Mother's tribute to 'sporty, outgoing and articulate' Afrika Yearwood as coroner concludes she took her own life

Afrika Yearwood. Picture supplied by Irwin Mitchell.
Afrika Yearwood. Picture supplied by Irwin Mitchell.

A bereaved mother has paid tribute to her "sporty, outgoing and articulate" daughter after an inquest concluded that she took her own life.

Afrika Yearwood, who was 18, injured herself on May 21 2018 but despite immediate resuscitation efforts died four days later at Leeds General Infirmary.

Senior Coroner Kevin McLoughlin today delivered a narrative verdict at the conclusion a two-day inquest, before which he stated that there had been a "lamentable catalogue of missed opportunities" by various agencies to help the Rodillian Academy sixth-former and said he would write to health trusts ensuring actions are taken to avoid preventable suicides in future.

Speaking to the Yorkshire Evening Post afterwards, Afrika's mother Beverley Yearwood paid tribute to her high-achieving daughter.

"Afrika was very popular," she said. "She had lot of friends, she was the person that people went to to get advice from. Most of her friends remember her from her infectious laugh.

"She was an A* student and always put 110 per cent into everything she did."

Afrika played football for Rothwell Juniors and Castleford Town Juniors for 12 years - as well as taking part in gymnastics - and was nicknamed Drogba after the Chelsea FC striker.

She was a waitress at Prego Pizzeria in Wakefield and was looking forward to a holiday to Australia, her family said.

Mrs Yearwood said: "I think the main thing is everybody described her as funny.
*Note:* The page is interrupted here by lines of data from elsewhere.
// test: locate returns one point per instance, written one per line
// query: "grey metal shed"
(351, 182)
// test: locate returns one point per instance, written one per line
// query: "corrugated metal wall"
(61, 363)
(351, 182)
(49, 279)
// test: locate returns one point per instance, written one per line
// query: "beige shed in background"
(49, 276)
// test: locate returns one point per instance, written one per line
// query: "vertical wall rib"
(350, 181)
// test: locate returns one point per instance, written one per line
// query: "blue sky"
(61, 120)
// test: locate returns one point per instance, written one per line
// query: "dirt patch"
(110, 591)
She used to jump out at people and video it."

But the youngster was academic too, achieving eight A and two A* grades at school, and went on to study PE, business and mathematics at sixth-from.

"She did have high expectations of herself," said her mum

"She was very sporty, very outgoing and articulate."
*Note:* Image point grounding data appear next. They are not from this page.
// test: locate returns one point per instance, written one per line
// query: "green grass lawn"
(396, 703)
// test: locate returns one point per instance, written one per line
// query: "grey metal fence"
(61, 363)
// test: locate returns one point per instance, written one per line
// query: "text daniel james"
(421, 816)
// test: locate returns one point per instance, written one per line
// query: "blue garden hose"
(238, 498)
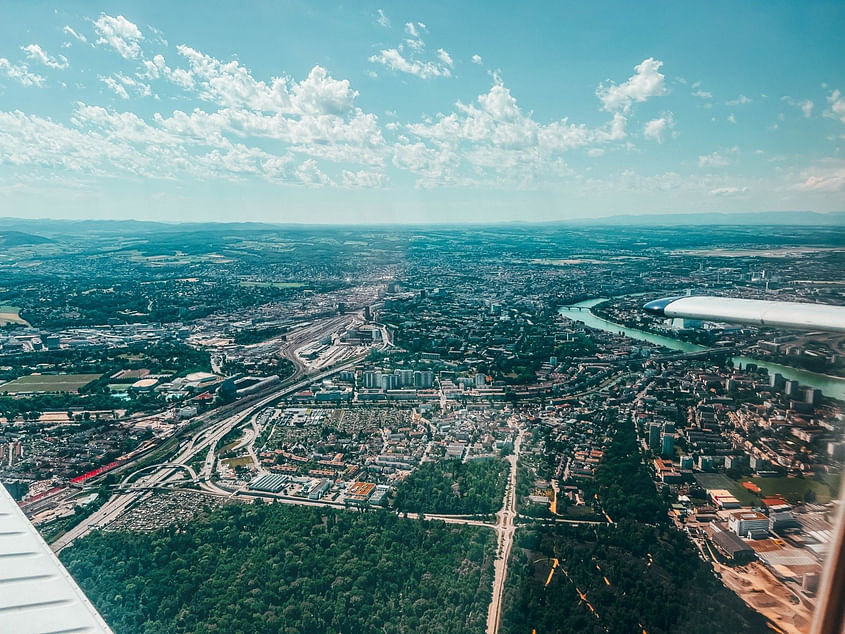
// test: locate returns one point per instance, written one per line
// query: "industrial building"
(750, 524)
No mental health diagnosis was made during her treatment, and Mr McLoughlin told the inquest that sister-of-two Afrika's death was a "reflection of her impulsive nature".

Mrs Yearwood said: "I want people to know that Afrika didn't have an impulsive nature before mental health issues."
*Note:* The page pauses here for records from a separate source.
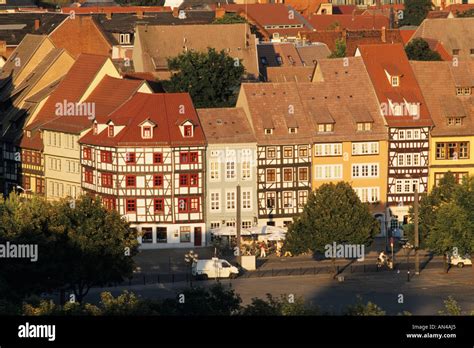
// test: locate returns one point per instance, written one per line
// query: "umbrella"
(267, 229)
(229, 231)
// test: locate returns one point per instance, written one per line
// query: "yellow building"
(448, 89)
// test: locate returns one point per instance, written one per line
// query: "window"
(395, 81)
(185, 234)
(130, 181)
(106, 156)
(271, 152)
(246, 200)
(270, 175)
(325, 127)
(159, 205)
(188, 131)
(452, 151)
(88, 176)
(215, 201)
(230, 200)
(303, 151)
(329, 171)
(271, 199)
(131, 205)
(287, 152)
(87, 153)
(365, 170)
(106, 179)
(158, 180)
(369, 148)
(287, 199)
(303, 174)
(147, 235)
(130, 158)
(321, 150)
(302, 198)
(161, 235)
(157, 158)
(214, 170)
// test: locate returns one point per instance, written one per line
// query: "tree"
(333, 213)
(340, 51)
(212, 79)
(416, 11)
(418, 49)
(230, 18)
(98, 245)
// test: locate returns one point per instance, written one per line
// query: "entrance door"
(197, 236)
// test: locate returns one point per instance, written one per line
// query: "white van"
(214, 268)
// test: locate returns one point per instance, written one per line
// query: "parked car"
(459, 261)
(214, 268)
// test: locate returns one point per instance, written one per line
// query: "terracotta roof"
(438, 83)
(158, 43)
(379, 58)
(290, 74)
(453, 33)
(81, 35)
(310, 54)
(325, 22)
(226, 126)
(161, 109)
(72, 87)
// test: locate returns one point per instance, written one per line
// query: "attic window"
(111, 130)
(364, 126)
(146, 132)
(463, 91)
(454, 121)
(188, 131)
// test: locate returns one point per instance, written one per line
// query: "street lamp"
(416, 232)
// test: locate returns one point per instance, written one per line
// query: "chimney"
(220, 12)
(175, 12)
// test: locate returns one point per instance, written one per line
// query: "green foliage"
(415, 11)
(361, 309)
(333, 213)
(418, 49)
(212, 79)
(230, 18)
(468, 13)
(340, 51)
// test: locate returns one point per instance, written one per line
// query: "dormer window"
(395, 80)
(188, 131)
(110, 130)
(325, 127)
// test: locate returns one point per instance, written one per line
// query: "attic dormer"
(187, 129)
(147, 127)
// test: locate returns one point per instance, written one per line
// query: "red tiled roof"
(72, 87)
(325, 22)
(379, 58)
(162, 109)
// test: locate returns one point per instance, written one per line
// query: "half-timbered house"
(146, 160)
(281, 126)
(408, 120)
"Before Afrika was ill she didn't have those characteristics."

Throughout the inquest, Mrs Yearwood, who acted as the family's spokeswoman at the hearing and questioned health professionals who were giving evidence, repeatedly probed whether local and national protocol were followed during Afrika's care.

Reading out a statement after the verdict, she said: "I would like to thank the coroner for listening to our voice and our concerns.

"We now feel that we've been heard and we've had some answers.

"The evidence that has been heard has highlighted several human errors, multiple failings and missed opportunities."

She added: "It's my opinion that working in a multi-disciplinary way is not a new concept, but in Afrika's case this did not happen due to the lack of communication between the various agencies."

Mrs Yearwood also criticised the length of time it took for the health trusts involved to come up with a final draft of a serious investigation report.

"This has taken 10 months and has had an impact on our mental health," she said.

"I am therefore pleased that the coroner has concluded that a section 28 regulation order was necessary for both trusts to ensure the safety of future young people approaching the age of 18 with mental health difficulties."